Moving Beyond the Startup

But, here’s the real strategic angle: India has 900 million+ internet users and produces one of the world’s richest multilingual data streams across dozens of languages. Yet most global AI models still struggle with Indian languages, regional dialects and real Bharat use-cases. Therefore, if companies like Sarvam execute well, India could move from being just an AI market to becoming an AI builder for the world, especially for multilingual intelligence, Bindra emphasises.

“The pursuit of sovereign AI is a matter of national security and strategic autonomy rather than merely technical innovation,” says V Ramgopal Rao, Group vice chancellor, BITS Pilani and former director, IIT Delhi. “Sarvam AI has demonstrated that domestic talent can move beyond application layers to innovate at the foundational level, specifically by tailoring models for Indian languages and localised contexts. This is a critical first step that is required to be done.”

Frugal innovation has historically been, and continues to be, a significant edge for India. “This approach enables the creation of affordable, high-quality, and sustainable solutions that address unique, resource-constrained, and diverse needs, and this is what Sarvam has demonstrated,” says V Kamakoti, director, IIT Madras. “Its models have outperformed major global competitors like Gemini and ChatGPT on key benchmarks for Indian languages, document processing, and audio tasks. They address the unique challenges of the Indian market, such as voice-first interfaces for non-English speakers and multilingual capabilities across 22+ languages.”

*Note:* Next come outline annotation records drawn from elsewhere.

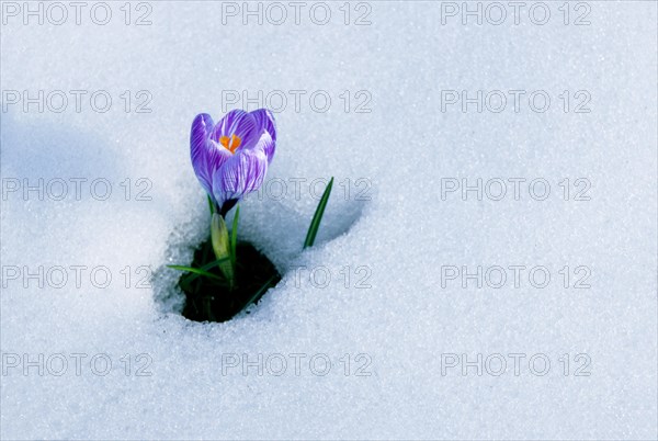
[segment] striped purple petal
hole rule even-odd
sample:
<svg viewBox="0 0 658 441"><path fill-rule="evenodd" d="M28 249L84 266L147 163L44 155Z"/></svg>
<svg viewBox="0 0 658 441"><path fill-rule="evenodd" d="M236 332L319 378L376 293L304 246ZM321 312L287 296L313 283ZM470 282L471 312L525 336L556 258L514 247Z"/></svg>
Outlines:
<svg viewBox="0 0 658 441"><path fill-rule="evenodd" d="M268 172L268 157L260 148L239 150L213 174L213 194L219 207L257 191ZM234 202L235 203L235 202Z"/></svg>
<svg viewBox="0 0 658 441"><path fill-rule="evenodd" d="M276 123L274 122L274 115L266 109L259 109L250 113L256 121L257 127L262 127L270 135L270 142L266 145L262 145L265 156L268 157L268 163L272 163L274 158L274 150L276 147ZM259 139L259 144L263 140L262 135Z"/></svg>
<svg viewBox="0 0 658 441"><path fill-rule="evenodd" d="M240 138L240 148L251 148L258 143L261 129L250 113L242 110L228 112L213 128L211 138L219 143L223 136Z"/></svg>
<svg viewBox="0 0 658 441"><path fill-rule="evenodd" d="M228 159L230 154L209 140L213 118L207 113L196 115L190 131L190 157L198 182L208 194L213 194L213 173Z"/></svg>

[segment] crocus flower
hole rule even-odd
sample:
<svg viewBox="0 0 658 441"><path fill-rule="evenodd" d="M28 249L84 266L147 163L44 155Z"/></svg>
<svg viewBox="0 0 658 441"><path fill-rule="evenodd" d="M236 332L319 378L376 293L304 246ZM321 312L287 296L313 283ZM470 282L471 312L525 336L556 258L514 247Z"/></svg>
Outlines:
<svg viewBox="0 0 658 441"><path fill-rule="evenodd" d="M192 167L223 217L261 186L275 145L274 116L266 109L232 110L217 124L207 113L196 115L190 133Z"/></svg>

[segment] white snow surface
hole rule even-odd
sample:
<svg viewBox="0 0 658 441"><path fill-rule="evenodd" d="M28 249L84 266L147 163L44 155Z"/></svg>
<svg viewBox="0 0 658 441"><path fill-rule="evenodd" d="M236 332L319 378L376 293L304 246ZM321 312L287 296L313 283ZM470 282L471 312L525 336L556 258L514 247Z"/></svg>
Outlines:
<svg viewBox="0 0 658 441"><path fill-rule="evenodd" d="M283 2L285 23L271 23L280 15L270 9L270 21L243 25L241 15L223 15L242 2L162 1L144 3L152 24L137 26L125 25L124 2L107 4L106 25L94 24L89 9L80 25L72 16L24 25L3 9L2 439L656 439L655 2L582 3L589 25L574 24L586 11L575 3L565 25L563 2L544 3L552 13L545 25L530 21L532 2L518 25L511 16L464 25L461 15L442 24L441 2L427 1L351 3L350 25L343 2L326 3L326 25L309 20L316 3L297 25ZM139 8L131 4L132 22L149 11ZM364 13L371 24L354 25ZM5 94L39 90L66 92L68 106L57 113L57 104L44 112L31 104L25 112ZM87 91L80 112L75 90ZM99 90L113 99L105 113L89 104ZM152 97L150 113L135 112L143 90ZM217 121L230 90L252 98L284 91L288 100L276 113L268 174L288 182L288 192L252 195L240 216L240 237L284 279L249 314L192 323L180 315L179 273L164 265L189 264L207 235L189 129L201 112ZM298 111L291 90L306 91ZM331 98L324 113L308 102L318 90ZM442 90L527 93L519 112L508 99L500 113L478 113L475 104L463 113L458 104L442 112ZM544 113L527 104L537 90L552 99ZM565 90L568 112L558 97ZM574 111L578 91L589 93L591 112ZM367 94L372 111L355 112ZM317 204L308 182L332 176L318 242L302 251ZM43 201L36 191L23 197L8 190L15 182L8 179L37 185L39 178L55 182ZM88 179L80 201L71 178ZM106 201L90 196L99 178L112 183ZM152 184L150 201L136 200L140 178ZM298 199L291 178L306 179ZM519 201L511 184L501 201L486 193L478 201L475 192L442 200L450 178L526 182ZM527 183L538 178L551 183L545 201L529 196ZM591 183L589 201L574 200L579 178ZM57 179L69 182L61 201L50 197ZM351 182L349 196L339 182ZM355 197L368 183L370 200ZM112 281L95 287L87 270L78 287L71 265L104 265ZM140 265L152 270L147 287L136 286ZM299 265L328 269L331 280L319 287L324 273L311 280ZM552 279L534 287L526 269L514 287L508 270L500 289L490 286L496 272L481 289L474 280L462 287L460 278L442 286L442 268L478 265L543 265ZM39 267L44 274L69 269L65 286L57 287L56 270L43 287L25 279ZM20 269L18 279L11 268ZM586 273L591 287L575 289ZM358 287L365 276L371 287ZM524 357L519 375L515 353ZM262 374L258 365L231 364L242 357L259 364L259 354ZM450 354L467 362L480 354L484 372L467 365L464 374L461 360L449 368ZM499 375L496 354L507 361ZM75 357L82 357L80 372ZM320 375L325 357L331 370ZM287 369L275 375L282 358ZM545 359L551 365L541 375Z"/></svg>

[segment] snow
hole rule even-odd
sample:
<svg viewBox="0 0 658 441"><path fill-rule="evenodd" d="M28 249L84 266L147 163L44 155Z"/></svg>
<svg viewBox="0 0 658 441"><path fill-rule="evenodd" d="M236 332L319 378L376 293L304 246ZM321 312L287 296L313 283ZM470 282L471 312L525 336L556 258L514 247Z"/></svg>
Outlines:
<svg viewBox="0 0 658 441"><path fill-rule="evenodd" d="M23 24L23 2L1 5L1 438L657 437L656 3L570 3L566 25L563 2L542 3L545 25L530 19L532 2L518 25L506 2L499 25L491 3L481 25L462 24L462 2L351 3L349 25L342 2L324 3L326 25L309 19L318 3L299 24L295 7L277 3L280 25L271 3L262 24L247 25L242 2L134 2L129 25L124 2L106 3L106 25L89 15L98 3L80 24L61 4L59 25L47 3L43 25ZM588 10L590 24L576 25ZM144 14L151 24L135 25ZM363 14L372 23L355 25ZM461 101L442 112L442 90L444 103L453 90L501 92L464 113ZM519 112L514 90L525 91ZM25 112L23 91L53 101ZM60 113L54 91L68 98ZM80 111L75 91L86 92ZM240 216L242 238L284 280L250 314L191 323L163 265L188 263L207 235L192 118L259 106L228 104L232 91L287 100L271 192L245 201ZM535 91L551 97L546 112L530 108ZM147 101L151 112L136 112ZM591 112L576 113L585 101ZM302 252L317 204L309 184L331 176L318 244ZM38 190L24 197L24 179L38 188L39 178L43 201ZM447 191L478 178L481 201ZM57 200L60 180L68 194ZM508 192L496 201L500 182ZM462 280L478 265L483 287ZM519 287L510 265L525 267ZM39 267L43 287L25 275ZM535 287L542 271L551 281ZM107 286L94 286L105 273ZM574 287L579 280L590 287Z"/></svg>

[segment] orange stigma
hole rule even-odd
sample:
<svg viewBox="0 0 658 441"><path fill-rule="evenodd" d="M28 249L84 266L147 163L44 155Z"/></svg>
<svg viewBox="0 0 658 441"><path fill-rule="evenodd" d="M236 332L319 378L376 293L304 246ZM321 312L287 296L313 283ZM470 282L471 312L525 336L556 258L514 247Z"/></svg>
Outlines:
<svg viewBox="0 0 658 441"><path fill-rule="evenodd" d="M236 135L230 135L230 138L228 136L219 137L219 144L222 144L231 154L236 152L236 149L240 147L242 139L240 139L240 137Z"/></svg>

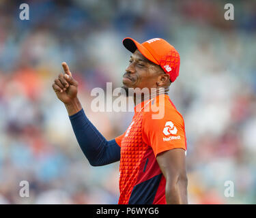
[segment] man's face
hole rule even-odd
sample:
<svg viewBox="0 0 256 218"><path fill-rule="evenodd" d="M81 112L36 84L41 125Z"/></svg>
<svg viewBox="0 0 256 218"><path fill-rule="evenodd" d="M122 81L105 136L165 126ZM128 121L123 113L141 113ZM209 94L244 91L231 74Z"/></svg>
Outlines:
<svg viewBox="0 0 256 218"><path fill-rule="evenodd" d="M155 88L157 87L160 67L147 60L139 51L130 56L130 63L123 76L123 88Z"/></svg>

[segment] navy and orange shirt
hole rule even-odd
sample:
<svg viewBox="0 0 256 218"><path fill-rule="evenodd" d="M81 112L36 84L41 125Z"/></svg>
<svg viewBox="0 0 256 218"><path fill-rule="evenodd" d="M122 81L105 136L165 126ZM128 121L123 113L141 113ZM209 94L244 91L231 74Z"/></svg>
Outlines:
<svg viewBox="0 0 256 218"><path fill-rule="evenodd" d="M115 141L121 147L118 204L166 204L166 181L156 157L175 148L186 151L184 119L169 96L136 106L132 123Z"/></svg>

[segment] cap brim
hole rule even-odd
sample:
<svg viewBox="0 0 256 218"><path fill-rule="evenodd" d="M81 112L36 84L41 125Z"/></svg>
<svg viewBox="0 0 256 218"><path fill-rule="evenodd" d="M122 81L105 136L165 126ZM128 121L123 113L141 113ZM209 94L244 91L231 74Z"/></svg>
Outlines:
<svg viewBox="0 0 256 218"><path fill-rule="evenodd" d="M124 47L126 47L126 48L130 51L132 53L134 53L135 50L138 49L141 52L142 55L143 55L147 59L152 61L157 65L159 65L153 55L151 54L150 51L136 40L130 37L126 37L123 40L123 44Z"/></svg>

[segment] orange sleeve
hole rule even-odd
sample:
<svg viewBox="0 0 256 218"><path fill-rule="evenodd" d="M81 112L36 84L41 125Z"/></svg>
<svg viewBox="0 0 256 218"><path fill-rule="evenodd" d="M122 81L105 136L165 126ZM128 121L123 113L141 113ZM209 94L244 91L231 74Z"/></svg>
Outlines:
<svg viewBox="0 0 256 218"><path fill-rule="evenodd" d="M152 119L147 112L143 120L143 139L150 144L156 157L161 152L173 149L186 151L184 120L175 109L168 108L161 119Z"/></svg>
<svg viewBox="0 0 256 218"><path fill-rule="evenodd" d="M124 134L115 138L115 142L117 142L117 144L121 147L121 143L122 143L122 140L124 138Z"/></svg>

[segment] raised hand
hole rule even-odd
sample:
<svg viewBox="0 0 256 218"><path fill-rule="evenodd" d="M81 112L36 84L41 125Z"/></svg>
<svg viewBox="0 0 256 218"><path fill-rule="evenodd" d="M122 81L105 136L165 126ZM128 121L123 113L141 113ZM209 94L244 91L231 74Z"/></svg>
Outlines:
<svg viewBox="0 0 256 218"><path fill-rule="evenodd" d="M52 87L58 99L65 104L68 104L77 97L78 82L72 77L67 63L63 62L61 65L64 74L59 74Z"/></svg>

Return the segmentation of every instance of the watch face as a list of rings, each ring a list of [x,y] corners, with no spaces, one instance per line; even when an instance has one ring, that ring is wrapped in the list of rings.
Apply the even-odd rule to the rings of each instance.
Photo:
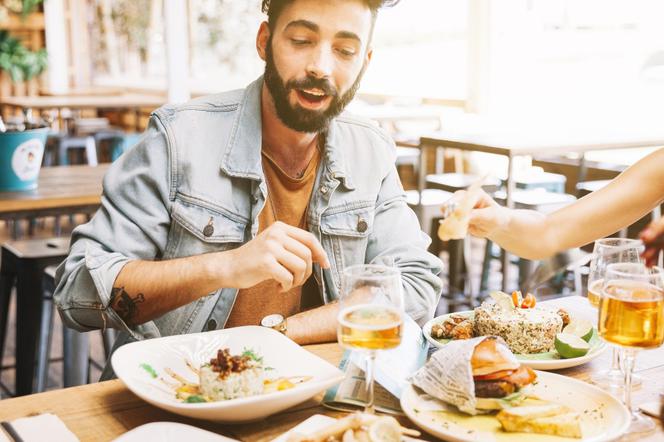
[[[261,320],[261,325],[263,327],[274,327],[284,322],[284,317],[278,313],[273,315],[267,315]]]

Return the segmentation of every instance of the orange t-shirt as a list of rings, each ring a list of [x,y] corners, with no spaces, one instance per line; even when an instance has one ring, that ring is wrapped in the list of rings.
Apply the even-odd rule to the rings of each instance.
[[[299,178],[286,174],[265,152],[262,155],[268,195],[258,215],[259,233],[276,221],[306,229],[307,208],[316,181],[320,152],[316,149]],[[300,311],[301,302],[302,286],[282,293],[279,284],[269,279],[238,292],[226,327],[258,325],[261,319],[272,313],[280,313],[287,318]]]

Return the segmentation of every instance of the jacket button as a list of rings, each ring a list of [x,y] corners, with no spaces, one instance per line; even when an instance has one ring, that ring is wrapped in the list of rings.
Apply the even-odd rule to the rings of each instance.
[[[369,225],[367,222],[364,220],[364,218],[360,218],[357,220],[357,231],[360,233],[364,233],[367,231],[367,228]]]
[[[208,222],[207,226],[203,227],[203,235],[212,236],[213,233],[214,233],[214,225],[212,224],[212,218],[210,218],[210,221]]]

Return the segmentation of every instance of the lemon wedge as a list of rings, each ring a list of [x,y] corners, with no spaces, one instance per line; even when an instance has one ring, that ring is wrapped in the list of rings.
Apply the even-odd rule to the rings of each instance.
[[[372,442],[400,442],[401,427],[396,419],[384,416],[369,426],[369,439]]]

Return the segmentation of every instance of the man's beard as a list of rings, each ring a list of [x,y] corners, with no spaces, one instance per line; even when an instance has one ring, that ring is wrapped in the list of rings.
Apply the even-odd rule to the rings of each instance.
[[[277,110],[277,117],[279,117],[279,120],[284,125],[298,132],[319,133],[326,130],[330,121],[339,115],[355,97],[366,67],[367,64],[365,63],[353,85],[341,96],[339,96],[337,89],[326,78],[316,78],[307,75],[303,79],[293,79],[284,82],[274,64],[272,40],[270,39],[265,49],[265,75],[263,78],[270,91],[270,95],[272,95],[274,107]],[[330,104],[326,110],[309,110],[304,109],[299,104],[295,106],[290,104],[288,100],[290,91],[313,88],[320,89],[331,97]]]

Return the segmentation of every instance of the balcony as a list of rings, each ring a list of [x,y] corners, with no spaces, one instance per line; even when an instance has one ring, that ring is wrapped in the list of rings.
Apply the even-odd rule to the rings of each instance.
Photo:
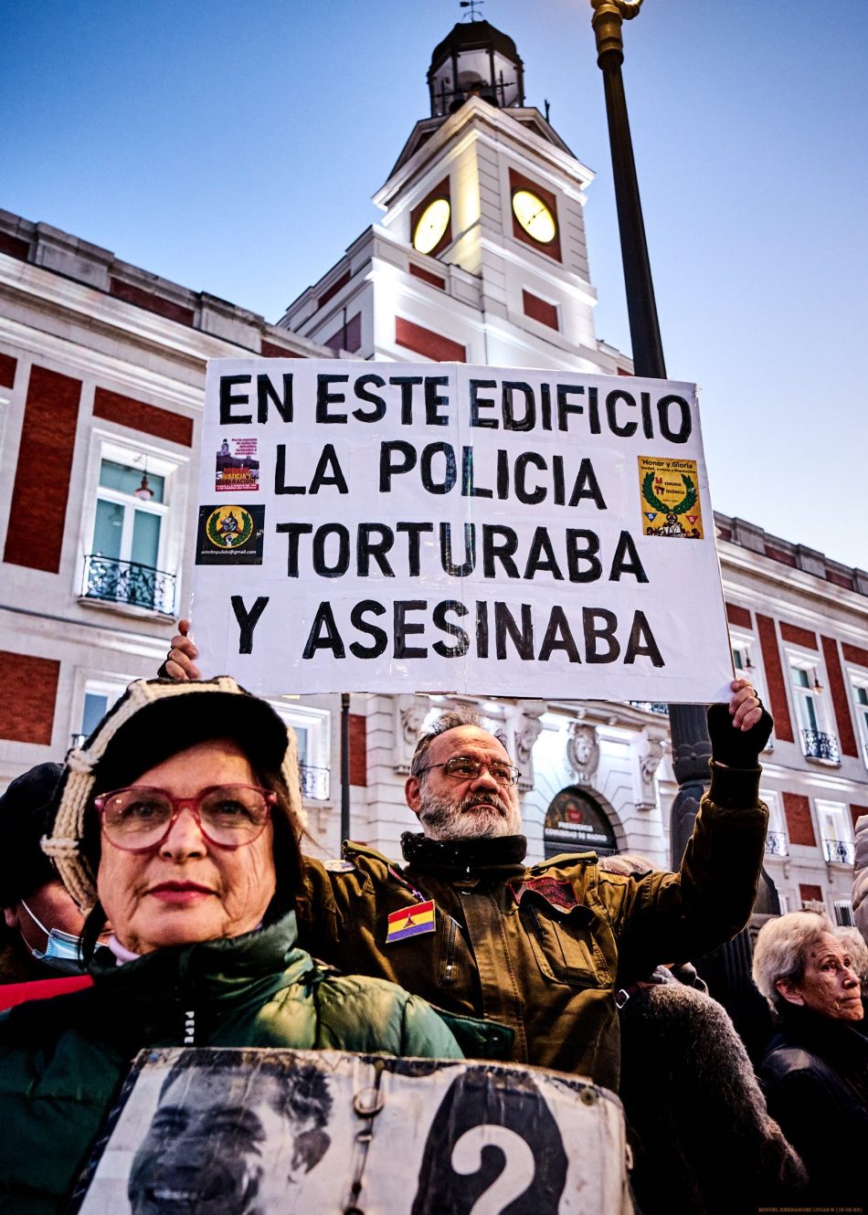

Rao believes that true autonomy cannot be contingent on the survival of a few private entities or the volatility of global supply chains. “It requires a mission mode approach analogous to our successes in space and atomic energy, where the state anchors long term risk and infrastructure while the private sector drives agility. Without an institutionalised framework for massive GPU clusters and a non negotiable commitment to data sovereignty, our ambitions remain vulnerable,” he adds.